Il s’agit de la première phase d’une série d’opérations prévues sur trois ans. Ce soutien cible les leviers essentiels de la transformation économique du pays. Quatre axes majeurs sont retenus : la modernisation de l’agriculture, l’amélioration des infrastructures, la mobilisation du capital privé, et la formalisation des PME via une réforme de la formation technique.
Selon Justin Beleoken Sanguen, représentant résident par intérim de la Banque mondiale au Togo, le programme pourrait mobiliser jusqu’à 800 millions de dollars d’investissements privés et impacter directement plus de 73.000 emplois sur cinq ans.
« Les réformes dans l'agriculture, le foncier et l’énergie seront les principaux moteurs de création d’emplois, tandis que les capitaux privés supplémentaires devraient provenir notamment des projets dans les énergies renouvelables et d’une attractivité accrue pour les Investissements directs à l'étranger (IDE) », a-t-il précisé.
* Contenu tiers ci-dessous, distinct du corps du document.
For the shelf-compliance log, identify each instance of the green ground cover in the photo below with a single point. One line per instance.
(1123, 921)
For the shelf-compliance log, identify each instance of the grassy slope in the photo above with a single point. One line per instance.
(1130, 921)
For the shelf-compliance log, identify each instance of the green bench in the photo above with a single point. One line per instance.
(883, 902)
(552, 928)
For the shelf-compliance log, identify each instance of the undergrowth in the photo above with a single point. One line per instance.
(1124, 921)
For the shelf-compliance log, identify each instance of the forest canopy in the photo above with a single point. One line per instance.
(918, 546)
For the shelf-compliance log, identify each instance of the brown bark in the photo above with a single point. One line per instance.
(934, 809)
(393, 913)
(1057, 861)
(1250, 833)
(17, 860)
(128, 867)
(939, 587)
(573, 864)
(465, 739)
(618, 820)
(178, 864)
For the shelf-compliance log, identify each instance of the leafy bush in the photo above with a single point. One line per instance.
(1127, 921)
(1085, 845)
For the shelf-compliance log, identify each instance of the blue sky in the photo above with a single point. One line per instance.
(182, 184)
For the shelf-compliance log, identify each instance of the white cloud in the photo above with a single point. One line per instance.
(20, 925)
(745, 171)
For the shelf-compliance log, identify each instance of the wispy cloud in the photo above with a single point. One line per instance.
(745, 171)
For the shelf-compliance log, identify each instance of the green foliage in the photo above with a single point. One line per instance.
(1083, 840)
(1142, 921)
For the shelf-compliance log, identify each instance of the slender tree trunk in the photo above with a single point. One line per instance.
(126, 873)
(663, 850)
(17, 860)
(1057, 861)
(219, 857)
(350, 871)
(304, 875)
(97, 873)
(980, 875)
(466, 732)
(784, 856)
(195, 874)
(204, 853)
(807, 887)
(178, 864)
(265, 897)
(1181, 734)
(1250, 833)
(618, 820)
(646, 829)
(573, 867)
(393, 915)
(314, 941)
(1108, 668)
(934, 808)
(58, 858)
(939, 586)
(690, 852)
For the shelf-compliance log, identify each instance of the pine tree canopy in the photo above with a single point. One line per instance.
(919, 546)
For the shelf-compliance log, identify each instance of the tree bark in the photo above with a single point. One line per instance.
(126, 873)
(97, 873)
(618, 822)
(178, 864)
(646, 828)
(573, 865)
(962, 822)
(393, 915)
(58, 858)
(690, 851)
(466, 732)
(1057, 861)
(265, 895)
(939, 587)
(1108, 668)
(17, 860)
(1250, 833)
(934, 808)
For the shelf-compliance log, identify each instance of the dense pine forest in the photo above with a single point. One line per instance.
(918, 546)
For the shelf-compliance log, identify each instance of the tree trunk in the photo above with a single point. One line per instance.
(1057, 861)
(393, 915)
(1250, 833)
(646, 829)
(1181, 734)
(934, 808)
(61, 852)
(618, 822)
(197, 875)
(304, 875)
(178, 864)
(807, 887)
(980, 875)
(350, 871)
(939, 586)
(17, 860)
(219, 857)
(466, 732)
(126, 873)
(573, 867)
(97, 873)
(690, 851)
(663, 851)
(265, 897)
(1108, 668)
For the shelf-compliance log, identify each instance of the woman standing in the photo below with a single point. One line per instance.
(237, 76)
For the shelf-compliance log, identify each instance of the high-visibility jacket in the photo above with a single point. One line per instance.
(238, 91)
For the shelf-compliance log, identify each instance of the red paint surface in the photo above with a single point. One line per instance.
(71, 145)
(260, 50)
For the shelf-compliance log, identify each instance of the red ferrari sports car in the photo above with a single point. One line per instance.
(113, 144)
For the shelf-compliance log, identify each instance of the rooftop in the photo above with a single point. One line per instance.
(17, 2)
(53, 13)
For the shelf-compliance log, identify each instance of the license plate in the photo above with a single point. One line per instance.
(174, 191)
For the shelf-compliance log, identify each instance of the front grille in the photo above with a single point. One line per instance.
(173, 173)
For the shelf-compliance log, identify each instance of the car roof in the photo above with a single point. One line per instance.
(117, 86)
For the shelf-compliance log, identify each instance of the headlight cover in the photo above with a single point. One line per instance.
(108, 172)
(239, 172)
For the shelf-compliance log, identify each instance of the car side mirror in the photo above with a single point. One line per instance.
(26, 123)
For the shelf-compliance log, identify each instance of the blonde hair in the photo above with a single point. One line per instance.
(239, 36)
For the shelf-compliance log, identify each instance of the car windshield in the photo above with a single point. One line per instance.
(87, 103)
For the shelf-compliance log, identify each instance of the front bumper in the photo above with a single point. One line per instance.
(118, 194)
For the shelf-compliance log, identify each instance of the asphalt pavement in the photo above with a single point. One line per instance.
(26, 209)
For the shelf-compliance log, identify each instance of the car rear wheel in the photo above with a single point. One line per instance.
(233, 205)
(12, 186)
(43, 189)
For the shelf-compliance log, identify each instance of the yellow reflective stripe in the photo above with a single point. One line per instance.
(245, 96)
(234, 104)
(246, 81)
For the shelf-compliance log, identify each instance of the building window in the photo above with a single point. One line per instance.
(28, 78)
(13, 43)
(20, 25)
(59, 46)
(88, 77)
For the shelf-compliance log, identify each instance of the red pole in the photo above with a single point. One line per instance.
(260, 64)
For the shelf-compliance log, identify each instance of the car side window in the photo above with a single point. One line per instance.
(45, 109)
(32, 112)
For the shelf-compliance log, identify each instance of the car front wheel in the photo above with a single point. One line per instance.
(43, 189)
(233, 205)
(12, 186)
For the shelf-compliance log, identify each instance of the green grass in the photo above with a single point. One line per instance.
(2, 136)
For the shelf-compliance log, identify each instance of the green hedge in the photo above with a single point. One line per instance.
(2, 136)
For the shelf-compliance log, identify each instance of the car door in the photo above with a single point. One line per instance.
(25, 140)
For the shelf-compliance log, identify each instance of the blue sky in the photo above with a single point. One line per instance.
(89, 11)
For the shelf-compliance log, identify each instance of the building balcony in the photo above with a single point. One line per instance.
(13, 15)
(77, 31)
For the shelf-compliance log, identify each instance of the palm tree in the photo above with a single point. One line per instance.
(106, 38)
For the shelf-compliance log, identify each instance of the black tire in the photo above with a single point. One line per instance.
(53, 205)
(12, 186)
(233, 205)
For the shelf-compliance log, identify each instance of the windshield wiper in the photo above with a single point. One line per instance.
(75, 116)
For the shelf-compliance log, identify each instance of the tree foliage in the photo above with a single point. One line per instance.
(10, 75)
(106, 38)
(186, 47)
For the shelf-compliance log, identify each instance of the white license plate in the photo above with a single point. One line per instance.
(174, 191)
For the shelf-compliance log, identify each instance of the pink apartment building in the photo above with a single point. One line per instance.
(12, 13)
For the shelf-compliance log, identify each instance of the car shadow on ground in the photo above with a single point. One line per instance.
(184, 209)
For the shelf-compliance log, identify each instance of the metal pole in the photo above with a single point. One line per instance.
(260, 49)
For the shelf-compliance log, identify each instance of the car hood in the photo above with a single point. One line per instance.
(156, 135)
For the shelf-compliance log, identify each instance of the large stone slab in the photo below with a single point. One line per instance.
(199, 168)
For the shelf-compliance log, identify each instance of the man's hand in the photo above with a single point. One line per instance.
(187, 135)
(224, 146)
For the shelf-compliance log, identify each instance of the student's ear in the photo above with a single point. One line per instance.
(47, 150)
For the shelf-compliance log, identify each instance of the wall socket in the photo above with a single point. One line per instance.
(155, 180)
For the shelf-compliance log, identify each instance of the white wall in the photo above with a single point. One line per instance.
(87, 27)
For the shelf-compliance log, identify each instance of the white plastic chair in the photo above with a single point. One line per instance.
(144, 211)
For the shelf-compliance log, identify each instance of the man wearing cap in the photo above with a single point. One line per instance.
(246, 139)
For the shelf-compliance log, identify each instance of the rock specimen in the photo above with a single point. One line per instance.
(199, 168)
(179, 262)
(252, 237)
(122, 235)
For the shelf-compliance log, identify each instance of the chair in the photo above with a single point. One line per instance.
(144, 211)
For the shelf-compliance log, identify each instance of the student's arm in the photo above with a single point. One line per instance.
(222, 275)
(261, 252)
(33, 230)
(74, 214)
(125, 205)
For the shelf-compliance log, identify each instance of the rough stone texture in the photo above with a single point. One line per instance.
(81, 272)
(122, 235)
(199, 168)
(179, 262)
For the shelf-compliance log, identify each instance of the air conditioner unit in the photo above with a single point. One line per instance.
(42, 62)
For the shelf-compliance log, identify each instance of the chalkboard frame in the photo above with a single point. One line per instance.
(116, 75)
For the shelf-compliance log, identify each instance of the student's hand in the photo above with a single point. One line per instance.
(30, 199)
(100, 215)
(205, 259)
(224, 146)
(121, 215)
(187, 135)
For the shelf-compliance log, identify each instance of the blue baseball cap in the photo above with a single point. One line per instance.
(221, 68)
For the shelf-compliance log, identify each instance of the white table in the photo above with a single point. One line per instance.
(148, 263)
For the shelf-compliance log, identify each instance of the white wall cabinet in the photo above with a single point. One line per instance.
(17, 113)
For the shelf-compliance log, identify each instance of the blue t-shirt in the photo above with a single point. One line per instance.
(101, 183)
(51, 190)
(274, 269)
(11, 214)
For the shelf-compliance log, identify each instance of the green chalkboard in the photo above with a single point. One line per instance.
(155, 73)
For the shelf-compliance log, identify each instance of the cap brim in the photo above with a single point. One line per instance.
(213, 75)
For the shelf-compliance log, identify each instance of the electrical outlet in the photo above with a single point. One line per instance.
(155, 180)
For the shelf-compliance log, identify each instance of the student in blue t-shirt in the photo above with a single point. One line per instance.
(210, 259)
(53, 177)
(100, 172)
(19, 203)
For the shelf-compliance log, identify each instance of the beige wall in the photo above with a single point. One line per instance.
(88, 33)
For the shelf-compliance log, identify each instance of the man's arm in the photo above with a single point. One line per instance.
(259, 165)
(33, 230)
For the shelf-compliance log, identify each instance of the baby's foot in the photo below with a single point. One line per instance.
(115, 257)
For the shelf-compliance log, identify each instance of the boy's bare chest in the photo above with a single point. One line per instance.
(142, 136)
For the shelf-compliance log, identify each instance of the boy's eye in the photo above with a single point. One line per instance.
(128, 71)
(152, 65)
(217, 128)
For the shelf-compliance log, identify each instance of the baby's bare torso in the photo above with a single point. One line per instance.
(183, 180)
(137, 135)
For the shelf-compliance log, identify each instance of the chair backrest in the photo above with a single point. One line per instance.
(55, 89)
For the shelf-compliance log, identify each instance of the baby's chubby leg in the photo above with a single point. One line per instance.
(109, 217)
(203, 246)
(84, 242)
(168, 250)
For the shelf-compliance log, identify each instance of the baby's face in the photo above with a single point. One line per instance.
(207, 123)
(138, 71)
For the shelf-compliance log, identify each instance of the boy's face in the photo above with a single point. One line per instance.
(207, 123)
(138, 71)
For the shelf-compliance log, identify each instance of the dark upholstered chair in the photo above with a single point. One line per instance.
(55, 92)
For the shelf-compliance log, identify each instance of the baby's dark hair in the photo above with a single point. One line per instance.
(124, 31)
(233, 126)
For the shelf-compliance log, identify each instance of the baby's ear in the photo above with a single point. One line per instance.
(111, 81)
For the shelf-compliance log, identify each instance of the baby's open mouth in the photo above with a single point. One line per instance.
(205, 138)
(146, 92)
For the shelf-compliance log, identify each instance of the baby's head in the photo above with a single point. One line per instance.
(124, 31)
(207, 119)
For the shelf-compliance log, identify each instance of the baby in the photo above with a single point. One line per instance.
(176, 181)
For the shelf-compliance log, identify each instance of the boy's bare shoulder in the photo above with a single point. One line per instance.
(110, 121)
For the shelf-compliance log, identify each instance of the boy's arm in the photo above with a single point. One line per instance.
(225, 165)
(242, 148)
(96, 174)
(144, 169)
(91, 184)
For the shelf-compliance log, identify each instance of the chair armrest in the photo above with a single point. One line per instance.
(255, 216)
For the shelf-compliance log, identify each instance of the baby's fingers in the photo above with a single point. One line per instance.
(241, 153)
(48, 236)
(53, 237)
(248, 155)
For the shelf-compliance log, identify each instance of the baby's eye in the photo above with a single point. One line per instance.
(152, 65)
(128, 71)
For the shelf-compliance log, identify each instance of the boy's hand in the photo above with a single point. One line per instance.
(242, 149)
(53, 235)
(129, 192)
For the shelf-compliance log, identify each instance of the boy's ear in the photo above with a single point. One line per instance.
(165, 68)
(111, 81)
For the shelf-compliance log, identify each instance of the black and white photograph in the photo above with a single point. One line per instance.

Le foncier, l'énergie et le numérique au cœur des priorités
Parmi les mesures phares figurent la création de l’Agence nationale du domaine et du foncier (ANDF) pour la coordination des politiques foncières et l’accélération de la délivrance de documents fonciers. On note aussi la réforme de la Compagnie d’énergie électrique du Togo (CEET), ainsi que des actions pour accroître l’accès au numérique et renforcer l’attractivité du pays pour les investisseurs étrangers.
En effet, les problèmes fonciers sont toujours d'actualité au Togo. L'État s'est montré intransigeant sur la question en menant une opération de récupération de ses domaines. En dehors de cela, les emprises de chemin de fer sont aussi libérées pour des projets d'utilité publique.
Quant à la CEET, les difficultés économiques de la compagnie ont poussé les autorités à revoir sa gestion. Selon les données, la CEET enregistre chaque année des pertes techniques et commerciales estimées à 30 milliards de francs Cfa. Les réformes en matière de digitalisation des services publics se poursuivent.